• En #Suisse, des perturbateurs

    Contre l’image d’une Suisse stable et sédentaire, Nicolas Bouvier avait en son temps fait l’éloge d’une Suisse nomade, saisie par la bougeotte et l’appel des lointains. On pourrait poursuivre utilement cet exercice de déconstruction en montrant qu’il existe, derrière l’Helvétie « officielle » — convenable, conformiste et conservatrice —, une Suisse remuante, rebelle, voire révoltée, dont l’existence ne date pas d’hier.

    Décédé en 2021, l’historien Marc Vuilleumier avait consacré sa vie et ses travaux à cette « autre Suisse » — celle des socialistes, des syndicalistes, des immigrés… Son ouvrage sur La Suisse et la Commune de Paris (1), premier d’une série de publications posthumes, rappelle que la Confédération, petite république nichée au milieu des monarchies et des empires, fut au XIXe siècle un refuge pour les exilés politiques de toute l’Europe, un haut lieu du mouvement ouvrier internationaliste et un bastion de l’anarchisme bakouniniste. L’auteur l’admet lui-même : les répercussions suisses du séisme communard n’eurent « rien de spectaculaire ». Mais leur étude fait resurgir le peuple des militants, qui cherchent à savoir mais aussi, dans la mesure de leurs moyens, à agir, à manifester et à organiser la solidarité avec les insurgés parisiens, sous le regard d’autorités tiraillées entre souci d’ordre et libéralisme.

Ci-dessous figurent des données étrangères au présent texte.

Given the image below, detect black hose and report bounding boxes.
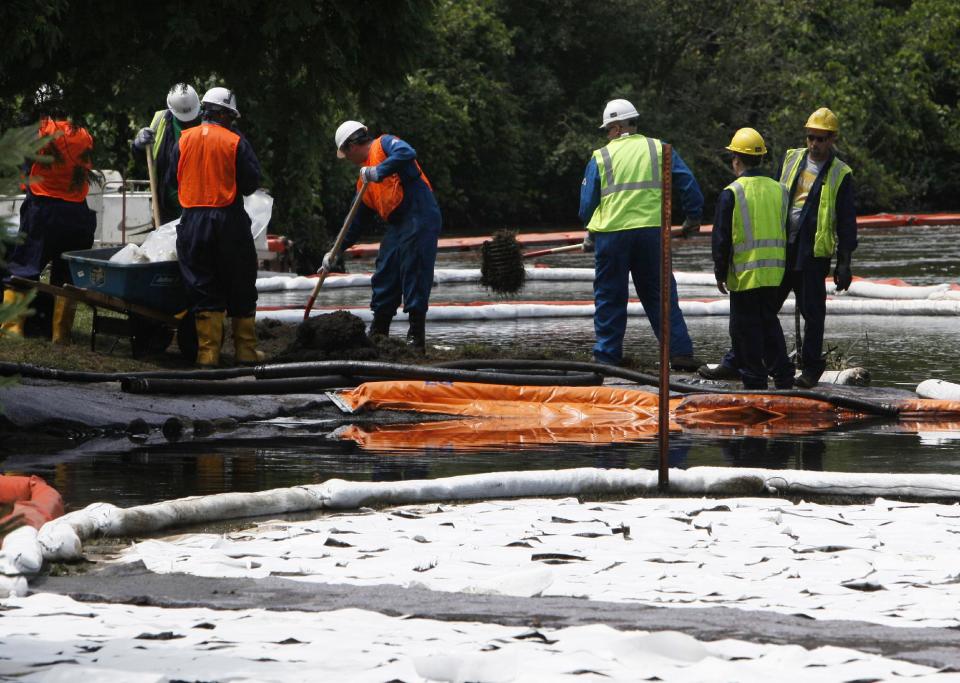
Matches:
[435,359,900,417]
[255,360,603,386]
[120,375,357,396]
[0,362,255,382]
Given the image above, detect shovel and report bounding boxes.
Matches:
[303,180,367,322]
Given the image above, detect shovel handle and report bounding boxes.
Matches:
[303,180,367,322]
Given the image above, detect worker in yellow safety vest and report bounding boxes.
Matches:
[580,99,703,371]
[713,128,794,389]
[700,107,857,389]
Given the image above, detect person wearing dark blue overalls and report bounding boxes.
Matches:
[323,121,442,352]
[3,87,97,344]
[699,107,857,389]
[172,87,263,366]
[580,100,703,370]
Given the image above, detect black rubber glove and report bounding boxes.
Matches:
[583,230,595,254]
[833,251,853,292]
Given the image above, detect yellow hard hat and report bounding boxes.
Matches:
[804,107,840,133]
[726,128,767,157]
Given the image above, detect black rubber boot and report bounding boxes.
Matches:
[407,311,427,351]
[367,311,393,340]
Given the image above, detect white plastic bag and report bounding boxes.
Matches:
[110,243,150,263]
[243,190,273,251]
[140,218,180,261]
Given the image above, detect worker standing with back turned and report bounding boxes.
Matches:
[323,121,442,352]
[580,99,703,370]
[713,128,794,389]
[3,86,97,344]
[133,83,200,223]
[700,107,857,389]
[173,87,263,366]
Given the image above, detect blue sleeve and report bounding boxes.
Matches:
[671,149,703,220]
[341,203,377,251]
[377,135,417,178]
[711,190,734,281]
[580,157,600,225]
[837,173,857,253]
[237,136,260,197]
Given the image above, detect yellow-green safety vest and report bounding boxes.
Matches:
[780,147,853,258]
[725,176,790,292]
[587,135,663,232]
[150,109,167,164]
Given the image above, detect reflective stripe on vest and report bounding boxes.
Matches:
[150,109,167,160]
[780,147,853,258]
[587,135,663,232]
[726,176,790,292]
[30,119,93,202]
[177,123,240,209]
[357,135,433,222]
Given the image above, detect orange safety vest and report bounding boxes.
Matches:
[357,135,433,221]
[177,123,240,209]
[30,119,93,202]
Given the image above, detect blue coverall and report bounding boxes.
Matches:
[580,144,703,364]
[170,121,260,318]
[343,135,442,317]
[714,152,857,379]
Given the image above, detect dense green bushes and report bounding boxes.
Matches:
[0,0,960,264]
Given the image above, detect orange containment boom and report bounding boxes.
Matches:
[0,475,63,529]
[335,380,960,451]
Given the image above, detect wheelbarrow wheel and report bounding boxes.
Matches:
[130,315,173,358]
[177,312,199,363]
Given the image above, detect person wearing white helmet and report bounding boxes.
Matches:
[172,87,263,366]
[712,128,794,390]
[700,107,857,389]
[580,99,703,370]
[133,83,200,223]
[323,121,442,351]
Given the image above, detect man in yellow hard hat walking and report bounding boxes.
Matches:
[700,107,857,389]
[713,128,794,389]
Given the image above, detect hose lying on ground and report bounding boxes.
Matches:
[0,362,254,382]
[120,361,603,395]
[435,359,900,417]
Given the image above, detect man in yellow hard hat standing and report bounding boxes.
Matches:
[713,128,794,389]
[700,107,857,389]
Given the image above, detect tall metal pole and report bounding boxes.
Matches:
[654,144,673,491]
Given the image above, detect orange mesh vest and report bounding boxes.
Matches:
[30,119,93,202]
[357,135,433,221]
[177,123,240,209]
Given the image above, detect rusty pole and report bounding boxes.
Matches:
[654,144,673,491]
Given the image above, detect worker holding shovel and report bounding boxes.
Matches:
[580,100,703,370]
[172,87,263,366]
[323,121,441,351]
[133,83,200,227]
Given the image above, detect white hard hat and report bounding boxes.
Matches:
[167,83,200,123]
[333,121,367,159]
[600,100,640,128]
[200,86,240,119]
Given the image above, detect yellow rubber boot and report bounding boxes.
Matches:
[51,296,77,344]
[230,316,266,364]
[197,311,225,367]
[2,289,26,337]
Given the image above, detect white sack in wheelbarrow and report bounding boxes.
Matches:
[118,190,273,263]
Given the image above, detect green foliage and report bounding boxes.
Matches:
[0,0,960,243]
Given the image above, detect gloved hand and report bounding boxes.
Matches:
[583,230,596,254]
[683,217,700,242]
[320,251,336,273]
[833,251,853,292]
[133,126,156,149]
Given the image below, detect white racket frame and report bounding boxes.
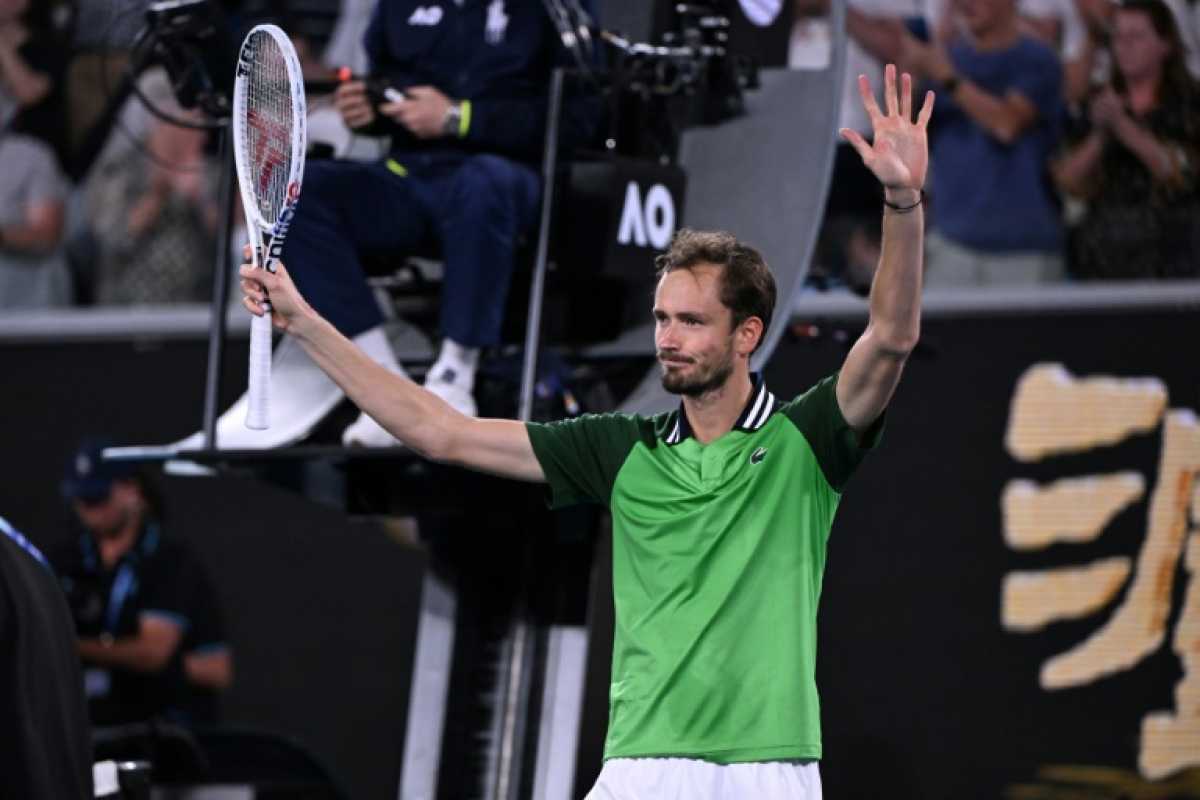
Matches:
[230,25,307,431]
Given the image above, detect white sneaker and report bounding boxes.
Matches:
[425,372,479,416]
[168,336,342,450]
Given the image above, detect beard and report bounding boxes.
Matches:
[662,348,733,397]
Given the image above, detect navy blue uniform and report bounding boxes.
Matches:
[283,0,592,347]
[50,522,228,724]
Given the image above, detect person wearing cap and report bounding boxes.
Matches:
[50,439,233,724]
[0,517,92,800]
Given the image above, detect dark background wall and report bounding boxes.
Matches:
[0,299,1200,798]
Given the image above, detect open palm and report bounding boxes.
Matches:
[840,64,934,190]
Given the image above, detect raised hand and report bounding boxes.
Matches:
[839,64,934,191]
[239,245,316,331]
[334,80,374,128]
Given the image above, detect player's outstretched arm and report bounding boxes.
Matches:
[241,257,545,481]
[838,64,934,431]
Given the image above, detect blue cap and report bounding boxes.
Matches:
[62,437,137,500]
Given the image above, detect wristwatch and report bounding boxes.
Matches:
[442,103,462,139]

    Dans la longue lignée des Suisses qui, de Jean-Jacques Rousseau à Jean Ziegler en passant par Max Frisch et Friedrich Dürrenmatt, se sont évertués à bousculer l’ordre établi, Niklaus Meienberg figure en bonne place. Journaliste, écrivain, Meienberg fut un des grands noms de la presse alémanique dans les années 1970 et 1980. Il avait une plume, des idées, un regard acéré et une forte propension à « mettre le feu aux poudres (2) ». S’il livra à ses lecteurs des reportages sur la France (son pays d’adoption), l’Amérique, l’Algérie ou le Haut-Karabakh, il se fit aussi (et surtout) le chroniqueur irrévérencieux de son propre pays — de ses institutions, de ses mœurs et de son histoire. Dans Maurice Bavaud a voulu tuer Hitler (3), qui vient d’être republié en poche, il reconstitue l’équipée d’un jeune Neuchâtelois qui imagina en 1938 commettre un attentat contre Adolf Hitler et qui, arrêté par les nazis et lâché par la Confédération, fut exécuté en 1941. En se saisissant de cette vie minuscule, Meienberg s’attaque en fait — comme il le fit, avec des moyens similaires, dans L’Exécution du traître à la patrie Ernst S. — à l’attitude douteuse de l’État et de l’establishment suisses à l’égard du IIIe Reich. En 1982, quand parut la première édition du livre, la Confédération n’était pas disposée à considérer trop franchement ces années noires. Il fallut attendre la fin de la décennie 1990 pour que la Suisse se penche, officiellement, sur ce passé, et 2008 pour que Maurice Bavaud soit réhabilité. Trop tard pour Meienberg, disparu prématurément en 1993.

    Dans son dernier roman (4), Daniel de Roulet jette lui aussi un œil critique sur l’histoire de la Suisse contemporaine — en l’occurrence sur quelques événements troubles ayant précédé la création, en 1978, du canton du Jura. Lutte d’indépendance nationale en miniature, terrorisme, assassinats, manœuvres politiques, secret d’État : de Roulet jette au milieu de cet écheveau un personnage d’enquêteur, qui n’est autre que Meienberg lui-même, et qui s’efforce de « soulever le couvercle de l’idylle consensuelle ». L’auteur expose, suggère, ne conclut pas. Et le lecteur sort du livre convaincu que la Suisse, décidément, n’est pas un pays au-dessus de tout soupçon.